For a future envisioned by the straight and the white, the cosmic and astrological have become standins for the frontiers that are normatively incomprehensible. But online, in clubs, and in worlds that remain preciously undisclosed, these parameters are described less haphazardly and, often, the music that SOPHIE and her contemporaries make is the gerund architecting of these utopic rotundas where the alien can become un-alienable. Whilst the solidifying of presence in the irl sphere is too abject, and the notion of home is too capricious or just plain unaffordable, the real estate of the internet, at least in origin, is so vast, and unregulated, and malleable. Hyperpop remains the only genre officiated by a Spotify playlist title, a history appropriately kneedeep in the bastard wrestle between late capitalism and the exploration of cyberspace. Of course, the splintering of these digital “rooms” that billions of people roost in mean that you can go your whole online life without ever experiencing this space, so we should be grateful to those bards, like SOPHIE, who sound their swinging doors. During ‘It’s Okay to Cry's' assurance that “your inside is your best side”, its sonic arpeggiation and rocket blast-off are the celebratory sutures of abrasion, working behind the scenes to introduce a psychic, transformative surgery in realtime. Only music has that power to operate at the transmolecular and the vibrational. The logic of noise and analog memoria is skirmished in the digital plane, propelling SOPHIE's desire to forge new sounds out of giant alloys, sunblanched and serrated against whetmoon, like a “piano that’s mountain-sized.”

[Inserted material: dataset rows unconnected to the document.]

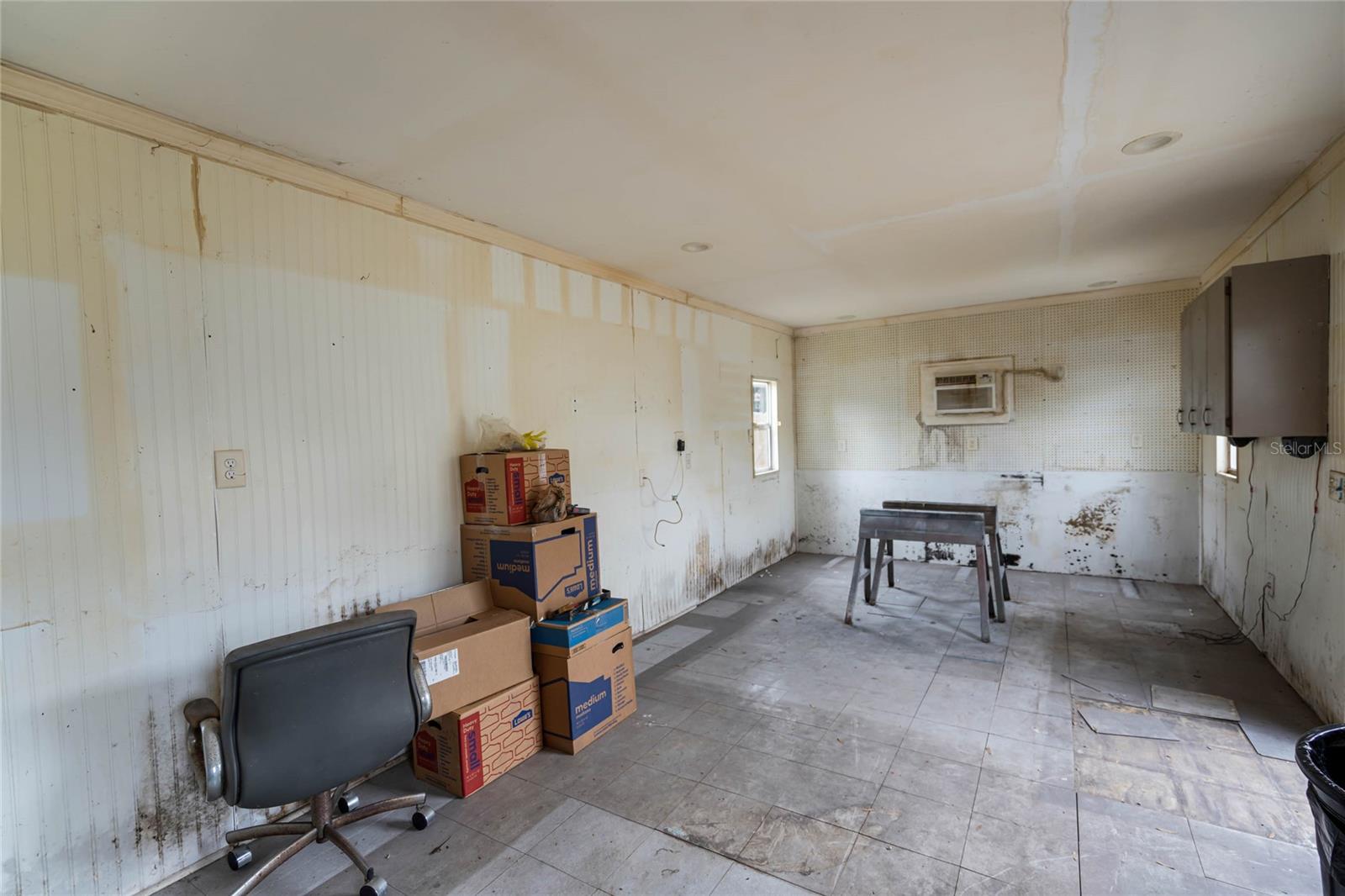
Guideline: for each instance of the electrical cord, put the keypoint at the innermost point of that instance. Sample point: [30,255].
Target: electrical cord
[1308,564]
[1241,635]
[1311,537]
[670,499]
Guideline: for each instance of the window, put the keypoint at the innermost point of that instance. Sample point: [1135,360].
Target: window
[766,428]
[1226,458]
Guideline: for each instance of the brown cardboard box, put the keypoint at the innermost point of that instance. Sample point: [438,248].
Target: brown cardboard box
[468,647]
[470,747]
[498,486]
[587,690]
[535,569]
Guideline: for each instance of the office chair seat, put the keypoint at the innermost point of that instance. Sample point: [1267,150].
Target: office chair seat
[303,714]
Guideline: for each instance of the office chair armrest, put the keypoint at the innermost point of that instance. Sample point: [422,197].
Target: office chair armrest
[423,701]
[203,717]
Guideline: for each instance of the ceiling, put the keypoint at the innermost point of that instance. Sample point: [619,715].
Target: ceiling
[844,159]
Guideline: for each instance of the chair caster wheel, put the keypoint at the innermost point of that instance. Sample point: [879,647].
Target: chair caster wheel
[376,887]
[423,817]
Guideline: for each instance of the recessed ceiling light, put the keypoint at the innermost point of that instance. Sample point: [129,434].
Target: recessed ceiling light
[1150,143]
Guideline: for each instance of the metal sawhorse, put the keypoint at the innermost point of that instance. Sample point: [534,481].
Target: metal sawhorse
[1000,573]
[920,526]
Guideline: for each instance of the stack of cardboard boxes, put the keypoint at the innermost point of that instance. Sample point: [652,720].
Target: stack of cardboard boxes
[530,650]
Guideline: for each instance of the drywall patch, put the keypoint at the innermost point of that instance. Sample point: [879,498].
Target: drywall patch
[198,217]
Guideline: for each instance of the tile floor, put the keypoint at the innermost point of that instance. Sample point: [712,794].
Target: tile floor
[777,751]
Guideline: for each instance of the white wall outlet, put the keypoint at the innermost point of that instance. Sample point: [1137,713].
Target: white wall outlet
[230,468]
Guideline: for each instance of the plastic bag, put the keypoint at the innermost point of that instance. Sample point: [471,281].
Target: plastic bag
[498,435]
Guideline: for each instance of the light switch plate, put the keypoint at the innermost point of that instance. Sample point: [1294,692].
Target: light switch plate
[230,468]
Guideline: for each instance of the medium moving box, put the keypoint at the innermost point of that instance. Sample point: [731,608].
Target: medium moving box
[470,747]
[573,630]
[497,486]
[587,690]
[540,568]
[467,646]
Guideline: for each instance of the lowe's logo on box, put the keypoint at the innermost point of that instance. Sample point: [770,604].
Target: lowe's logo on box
[591,703]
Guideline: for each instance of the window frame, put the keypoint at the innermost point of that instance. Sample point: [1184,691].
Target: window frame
[773,427]
[1226,458]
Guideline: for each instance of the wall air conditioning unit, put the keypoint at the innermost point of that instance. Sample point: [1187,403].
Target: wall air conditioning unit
[966,392]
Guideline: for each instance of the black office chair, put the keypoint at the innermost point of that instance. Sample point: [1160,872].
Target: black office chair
[304,714]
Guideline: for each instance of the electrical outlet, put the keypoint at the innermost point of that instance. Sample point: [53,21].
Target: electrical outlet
[1336,486]
[230,468]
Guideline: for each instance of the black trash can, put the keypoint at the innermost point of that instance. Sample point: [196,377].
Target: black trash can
[1321,755]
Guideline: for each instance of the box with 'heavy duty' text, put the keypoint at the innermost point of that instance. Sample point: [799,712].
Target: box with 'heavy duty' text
[470,747]
[499,486]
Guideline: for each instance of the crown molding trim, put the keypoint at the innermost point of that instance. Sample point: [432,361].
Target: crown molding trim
[45,93]
[1321,167]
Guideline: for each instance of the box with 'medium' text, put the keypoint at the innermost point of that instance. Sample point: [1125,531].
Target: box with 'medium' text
[587,690]
[470,747]
[540,568]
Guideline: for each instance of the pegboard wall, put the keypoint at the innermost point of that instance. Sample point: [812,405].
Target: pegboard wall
[857,392]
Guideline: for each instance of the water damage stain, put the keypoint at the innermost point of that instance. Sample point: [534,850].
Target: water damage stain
[1095,521]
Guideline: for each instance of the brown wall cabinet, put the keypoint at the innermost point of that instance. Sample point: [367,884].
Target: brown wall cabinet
[1254,351]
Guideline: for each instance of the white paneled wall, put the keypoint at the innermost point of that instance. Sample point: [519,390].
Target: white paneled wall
[156,308]
[1091,474]
[1262,525]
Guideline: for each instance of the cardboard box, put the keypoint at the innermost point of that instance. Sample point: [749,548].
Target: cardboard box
[470,747]
[497,486]
[572,631]
[540,568]
[468,647]
[587,690]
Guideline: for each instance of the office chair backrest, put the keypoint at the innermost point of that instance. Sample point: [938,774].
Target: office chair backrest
[307,712]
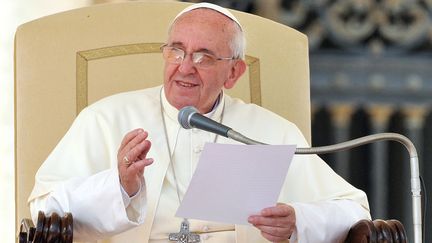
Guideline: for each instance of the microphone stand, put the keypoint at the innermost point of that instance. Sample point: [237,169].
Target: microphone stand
[415,177]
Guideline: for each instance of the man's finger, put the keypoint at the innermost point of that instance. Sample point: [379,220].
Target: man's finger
[269,221]
[129,136]
[281,210]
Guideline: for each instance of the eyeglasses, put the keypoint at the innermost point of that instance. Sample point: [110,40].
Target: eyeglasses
[176,55]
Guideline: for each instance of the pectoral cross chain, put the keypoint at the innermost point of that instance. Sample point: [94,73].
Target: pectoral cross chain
[184,236]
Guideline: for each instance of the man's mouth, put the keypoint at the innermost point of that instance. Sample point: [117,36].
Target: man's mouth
[185,84]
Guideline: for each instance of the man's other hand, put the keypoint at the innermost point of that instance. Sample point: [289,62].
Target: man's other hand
[132,159]
[275,223]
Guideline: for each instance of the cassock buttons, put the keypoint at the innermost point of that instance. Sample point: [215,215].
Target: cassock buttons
[205,228]
[197,149]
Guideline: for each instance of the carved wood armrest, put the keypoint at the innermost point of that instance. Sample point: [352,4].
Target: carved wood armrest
[367,231]
[48,229]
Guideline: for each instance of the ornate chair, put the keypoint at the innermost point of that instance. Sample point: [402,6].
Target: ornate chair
[66,61]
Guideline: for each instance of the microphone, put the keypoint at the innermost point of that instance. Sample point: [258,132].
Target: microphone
[189,117]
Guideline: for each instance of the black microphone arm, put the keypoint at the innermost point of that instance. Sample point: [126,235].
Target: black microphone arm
[190,118]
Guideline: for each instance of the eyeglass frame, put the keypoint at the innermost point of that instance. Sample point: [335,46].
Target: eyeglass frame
[196,64]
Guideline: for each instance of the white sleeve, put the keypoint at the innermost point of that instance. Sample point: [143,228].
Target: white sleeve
[327,221]
[97,205]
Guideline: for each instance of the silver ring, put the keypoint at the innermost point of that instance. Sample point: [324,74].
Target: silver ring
[126,160]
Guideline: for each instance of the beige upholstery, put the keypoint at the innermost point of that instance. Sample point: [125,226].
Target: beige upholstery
[68,60]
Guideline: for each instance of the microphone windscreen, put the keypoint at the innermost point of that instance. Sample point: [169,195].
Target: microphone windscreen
[184,116]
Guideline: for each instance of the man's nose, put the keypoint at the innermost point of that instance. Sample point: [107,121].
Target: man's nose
[187,66]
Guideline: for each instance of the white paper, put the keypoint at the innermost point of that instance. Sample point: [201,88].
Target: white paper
[232,182]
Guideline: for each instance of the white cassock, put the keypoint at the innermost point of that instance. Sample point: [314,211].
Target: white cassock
[81,176]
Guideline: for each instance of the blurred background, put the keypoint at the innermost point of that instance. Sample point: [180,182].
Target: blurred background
[371,71]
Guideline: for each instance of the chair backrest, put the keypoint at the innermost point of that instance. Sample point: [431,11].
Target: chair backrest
[66,61]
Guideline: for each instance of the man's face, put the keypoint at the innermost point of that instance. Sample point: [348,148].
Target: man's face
[200,30]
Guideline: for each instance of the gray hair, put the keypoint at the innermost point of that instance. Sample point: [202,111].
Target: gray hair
[238,40]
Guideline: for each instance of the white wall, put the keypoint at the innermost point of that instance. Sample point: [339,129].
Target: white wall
[12,14]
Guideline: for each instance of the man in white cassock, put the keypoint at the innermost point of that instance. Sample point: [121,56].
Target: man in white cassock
[125,163]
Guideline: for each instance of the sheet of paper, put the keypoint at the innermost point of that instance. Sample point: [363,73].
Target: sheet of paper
[232,182]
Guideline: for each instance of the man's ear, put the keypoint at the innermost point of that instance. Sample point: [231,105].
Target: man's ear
[237,71]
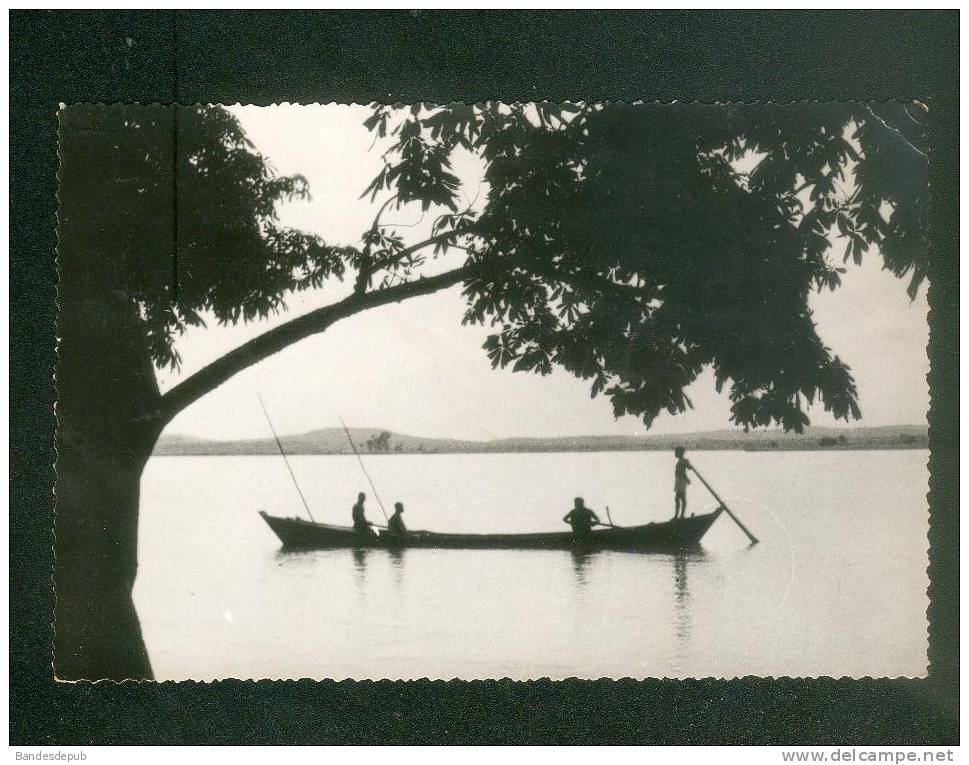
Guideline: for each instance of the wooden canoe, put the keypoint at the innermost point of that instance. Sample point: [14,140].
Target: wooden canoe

Thrillingly, on the precipice, everything is doubled. The piano strings are haptic: giant, but felt. Your body can be phase-shifted just as your soul can become a new garment; the effervescent fount spritzed onto the palm. Infatuation treatises love as understanding, the pre-requisite learning before regeneration. The truth is that most people get off scot-free. Most people get to make it through life without ever having to consider their own whereabouts, without ever attempting to quantify their single synaptic rush in the ever-wavering winds. And although ignorance is a numb bliss, a life unexamined will only leave a watermark login in the quantum code. It might just be worth the vile cold to get your hands into the bowl and touch the meat.


Through love, there is not only the opportunity to begin the hard process of knowing again by discovering another, but also of knowing yourself anew in the other and then once more, finally, together, joining forces to dive to deeper matrices of possible belief and rulemaking. Only in relation, in two forces acting upon another, in collapse, can a new world be concocted. One that is pansexual, genderless, limitless and uncounted. Childbirth is just one operation of this madcap science, but the fruits in and of themselves are yielded within the labours of loving. If that is true, then the flesh can also become the womb. And alone? Perhaps only with the strange love bestowed by an alien with a saturn harp can we understand how we are multiple. Faced with so many mirrors, digital or otherwise, could be a glass stargate to a prismatic freedom, in which the surveyed is finally upturned into a kaleidoscope, colours scream overhead like northern lights, everything becomes synonymous with nothing and we dance the dance of certainty on the vistas of unknowing, un-inside, where nothing is named and everything is heard.


“I wanna know.

Who are you deep down?”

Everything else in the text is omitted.